Sin
factura
-Andá a comprar facturas. – su madre, desde su cama,
tendida, desarropada por el calor, amanecida con alegría.
-No, mamá. Tengo sueño. – la nena, casi convencida, desde
su cuarto, en la cama, cómoda. Sin ganas de levantarse, con sus once años, sin
ansias de caminar dos cuadras. ¿Cómo iba a pedirle a la panadera la media
docena? Era tímida y no quería hacerlo ella otra vez.
-Dale, andá. –Insistió la madre.
-No. Ayer lavé los platos y los sequé. Siempre limpio la
casa. ¡Hasta el baño limpié en profundidad! – Delia, yaa convencida, no
cumpliría el capricho de su madre. Las facturas no eran tan importantes, mejor
descansar, era una mañana de sol hermosa para hacer lo que yo quiera mamá.
La madre, cansada, un poco dormida, se estiró, apoyó los
pies contra el piso, se calzó y se dirigió al cuarto vecino. Le dijo a Delia:
-Dejame un lugarcito en la cama.
-Bueno. - la hija, contenta por alargar el remoloneo.
Delia se acomodó al lado de su madre, quien la protegíó
con un suave abrazo.
Algo rompió con la alegría. Un golpe seco, extraño,
violento, horrible: las ventanas se abrieron bruscamente, aterradoramente, en
de un sonido estrepitoso.
Ambas saltaron y se pusieron de pie. Era el ruido más
escandaloso jamás escuchado.
-Vamos, vestite, hay que bajar. – la madre.
-¿Qué pasa? – la hija, seriamente desconcertada.

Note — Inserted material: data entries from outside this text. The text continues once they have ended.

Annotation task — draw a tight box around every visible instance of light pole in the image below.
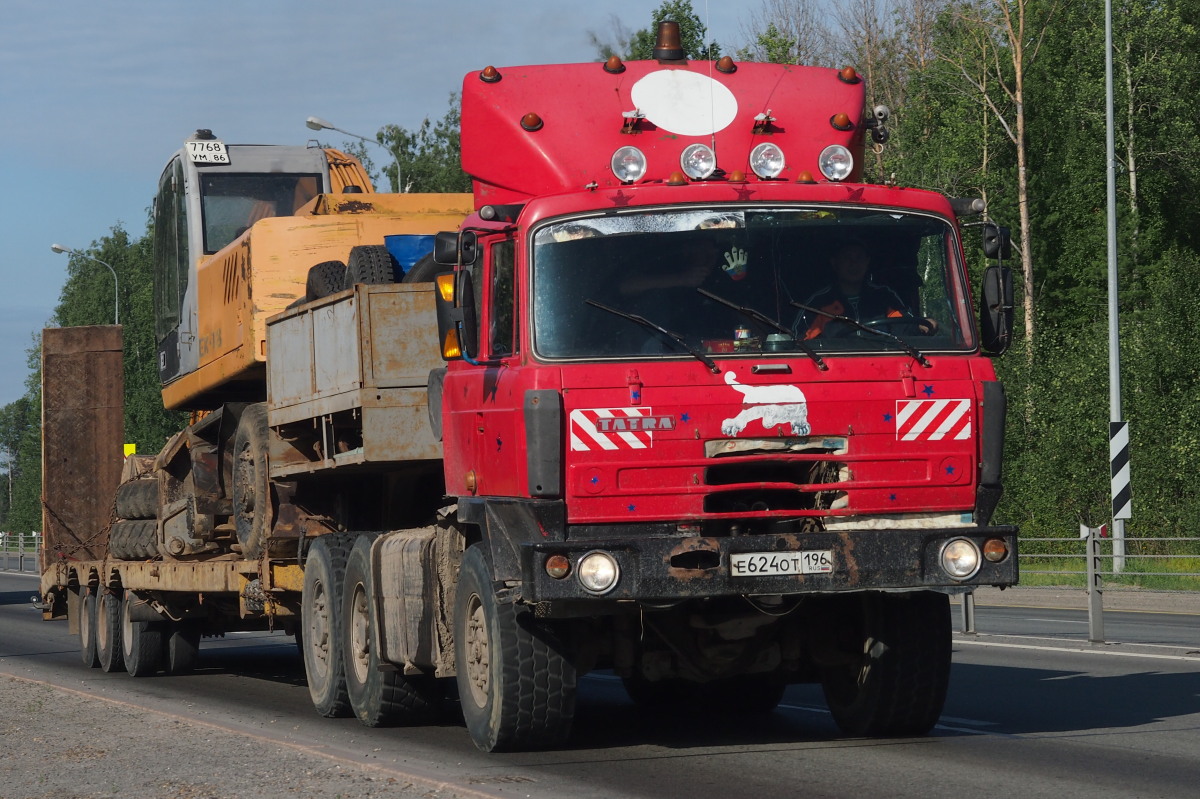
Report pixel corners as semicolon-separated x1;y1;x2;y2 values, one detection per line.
50;244;119;325
305;116;403;193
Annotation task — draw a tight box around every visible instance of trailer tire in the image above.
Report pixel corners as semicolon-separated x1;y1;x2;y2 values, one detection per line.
121;591;162;677
115;479;158;520
342;535;442;727
163;622;202;675
454;543;576;752
302;534;353;717
232;403;271;559
342;245;396;289
820;591;951;737
79;589;100;668
306;260;347;300
95;589;125;674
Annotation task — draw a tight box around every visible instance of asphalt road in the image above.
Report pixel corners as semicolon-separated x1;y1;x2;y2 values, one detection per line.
3;570;1199;799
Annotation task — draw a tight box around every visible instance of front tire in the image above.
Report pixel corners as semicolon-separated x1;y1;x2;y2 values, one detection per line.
454;543;576;752
342;535;442;726
301;535;352;717
232;404;271;558
820;591;951;736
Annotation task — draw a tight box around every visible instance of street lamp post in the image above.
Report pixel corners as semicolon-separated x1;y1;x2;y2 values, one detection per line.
50;244;119;325
306;116;403;193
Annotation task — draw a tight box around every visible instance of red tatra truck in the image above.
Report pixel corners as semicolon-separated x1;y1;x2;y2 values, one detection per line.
41;22;1017;753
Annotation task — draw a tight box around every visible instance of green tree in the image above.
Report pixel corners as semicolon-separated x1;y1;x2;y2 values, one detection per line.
376;94;471;193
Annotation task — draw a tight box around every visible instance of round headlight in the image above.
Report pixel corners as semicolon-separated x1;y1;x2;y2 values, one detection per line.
940;538;981;580
611;146;647;183
749;142;786;179
577;551;620;595
818;145;854;181
680;143;717;179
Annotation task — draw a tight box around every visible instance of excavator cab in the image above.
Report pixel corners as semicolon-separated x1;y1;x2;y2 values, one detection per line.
150;130;342;393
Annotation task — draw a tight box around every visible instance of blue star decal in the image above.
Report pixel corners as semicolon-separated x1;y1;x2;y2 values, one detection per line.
631;389;641;401
921;384;935;397
888;493;898;502
627;504;637;512
945;465;956;475
590;475;600;485
680;412;691;423
496;437;503;451
883;412;893;422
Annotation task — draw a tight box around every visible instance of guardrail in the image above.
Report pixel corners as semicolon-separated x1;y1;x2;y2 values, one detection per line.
1020;535;1200;586
0;531;41;574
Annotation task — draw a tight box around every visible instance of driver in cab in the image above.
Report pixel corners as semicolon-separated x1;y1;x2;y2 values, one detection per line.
797;240;937;339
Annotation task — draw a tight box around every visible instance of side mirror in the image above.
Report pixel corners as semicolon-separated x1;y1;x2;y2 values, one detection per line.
433;269;480;361
982;223;1012;260
980;265;1014;355
433;230;478;266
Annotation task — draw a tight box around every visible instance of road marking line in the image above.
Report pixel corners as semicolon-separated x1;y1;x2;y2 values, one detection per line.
957;637;1200;662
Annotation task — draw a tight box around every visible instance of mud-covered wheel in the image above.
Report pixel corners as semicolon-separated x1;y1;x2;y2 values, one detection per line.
232;403;271;558
109;520;157;560
115;479;158;520
302;534;353;717
342;245;396;289
306;260;347;300
95;588;125;674
343;535;442;727
454;543;576;752
163;622;202;675
820;591;951;736
120;591;162;677
79;588;100;668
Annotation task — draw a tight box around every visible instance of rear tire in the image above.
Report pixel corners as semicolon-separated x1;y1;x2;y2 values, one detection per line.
120;591;162;677
95;589;125;674
454;543;576;752
232;403;271;558
820;591;951;736
401;253;440;283
79;589;100;668
342;245;396;289
301;534;353;717
342;535;442;727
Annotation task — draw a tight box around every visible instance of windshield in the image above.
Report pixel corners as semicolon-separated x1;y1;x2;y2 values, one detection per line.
200;173;321;254
531;207;974;360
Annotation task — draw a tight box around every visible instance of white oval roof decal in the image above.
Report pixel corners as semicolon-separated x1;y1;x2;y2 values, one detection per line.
630;70;738;137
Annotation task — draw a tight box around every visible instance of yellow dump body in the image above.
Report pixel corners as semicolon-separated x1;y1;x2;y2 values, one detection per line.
161;192;474;410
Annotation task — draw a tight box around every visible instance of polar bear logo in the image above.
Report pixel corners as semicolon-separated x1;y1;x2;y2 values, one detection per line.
720;371;811;437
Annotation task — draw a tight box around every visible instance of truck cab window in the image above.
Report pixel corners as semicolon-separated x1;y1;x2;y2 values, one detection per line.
489;240;517;356
152;157;188;342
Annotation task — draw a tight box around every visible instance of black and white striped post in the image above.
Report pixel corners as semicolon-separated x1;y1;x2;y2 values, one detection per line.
1110;422;1131;573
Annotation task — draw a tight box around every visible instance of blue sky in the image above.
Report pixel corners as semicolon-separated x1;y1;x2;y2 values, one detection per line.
0;0;748;408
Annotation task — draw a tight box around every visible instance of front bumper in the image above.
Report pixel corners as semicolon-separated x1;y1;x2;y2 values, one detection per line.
518;526;1018;603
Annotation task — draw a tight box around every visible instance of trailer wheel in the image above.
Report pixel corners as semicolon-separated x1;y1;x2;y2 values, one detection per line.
454;543;576;752
109;520;158;560
819;591;951;736
342;245;396;289
302;534;353;717
306;260;347;300
95;589;125;674
232;403;271;558
120;591;163;677
115;478;158;520
342;535;442;727
162;622;202;674
79;588;100;668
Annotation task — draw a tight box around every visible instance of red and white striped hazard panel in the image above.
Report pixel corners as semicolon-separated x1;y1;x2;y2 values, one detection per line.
895;399;972;441
569;407;675;451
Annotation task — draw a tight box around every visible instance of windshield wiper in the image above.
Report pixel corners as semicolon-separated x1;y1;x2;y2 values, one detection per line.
585;299;720;374
696;288;828;371
791;302;932;368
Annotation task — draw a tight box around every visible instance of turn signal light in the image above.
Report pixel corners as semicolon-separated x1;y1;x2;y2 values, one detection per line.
435;273;456;302
983;538;1009;563
441;329;462;359
545;554;571;579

-Cuando suceden estas cosas siempre hay que salir a la
calle.
Delia, perdida, se acercó a la habitación contigua: el
vidrio de las ventanas se desparramaba sobre la cama de su madre. La banderola se
había caído y todo el estallido se acomodaba dentro del cuarto. Delia pensó que
la madre podría haber muerto, pero casi no tuvo tiempo para detenerse en ese
pensamiento.
Delia bajó por las escaleras, atravesó el largo pasillo.
Y en la calle:
Vidrios sobre las veredas, llantos que rompían a la
gente, gritos. Fotos del horror en la en la memoria de Delia: escombros, espanto y
desesperación.
Un hombre ensangrentado decía:
-¡Perdí a mi mamá, no tengo más casa, no sé qué voy a
hacer!- El hombre agitaba su cabello ondulado, desesperaba contra un poste de
luz, ciego por la sangre y las lágrimas.
Delia sintió muy fuerte, más que tristeza. El estallido
volvía a estallar, una y otra vez, en su pecho, subía hasta sus ojos y le hacía
cerrar los puños contra las imágenes.
La madre de Delia, a los bomberos:
-¿Podemos hacer algo?
Delia miraba: de todas las direcciones, llegaba gente
para colaborar, para buscar entre los escombros a los muertos, heridos,
perdidos.
-Vamos a la casa. Haremos pizzas y mate para los
voluntarios. ¿Me ayudás?- la madre ya la había tomado del brazo y emprendía el
camino.
Era lo mínimo que podían hacer. Pasaron días, semanas,
meses.
Las fotos permanecen en el recuerdo de Delia: brazos
extendidos, entrelazado uno con otro, sacan: escombros, entregan heridos,
abrazan, consuelan. Las pizzas, el humo, los locales, casas deshechas; Delia
recuerda la exactitud de esos fragmentos de memoria desparramados por las
calles, su casa, su cama, la de su madre, el abrazo, el pedido de las facturas.
Ahora tiene veinte años. Todos los días cruza por esa
calle, donde quedan flores, tres cuadras de árboles plantados a lo largo de las
de veredas con el nombre de las víctimas.
Ferrite para los nombres, flores para los que nunca serán
olvidados sobre un largo tablón negro.
Delia, desde entonces, escucha todos los dieciocho de
julio por la mañana las voces desesperadas: hablan de lo que sucedió ese
mismo día, en mil novecientos noventa y cuatro.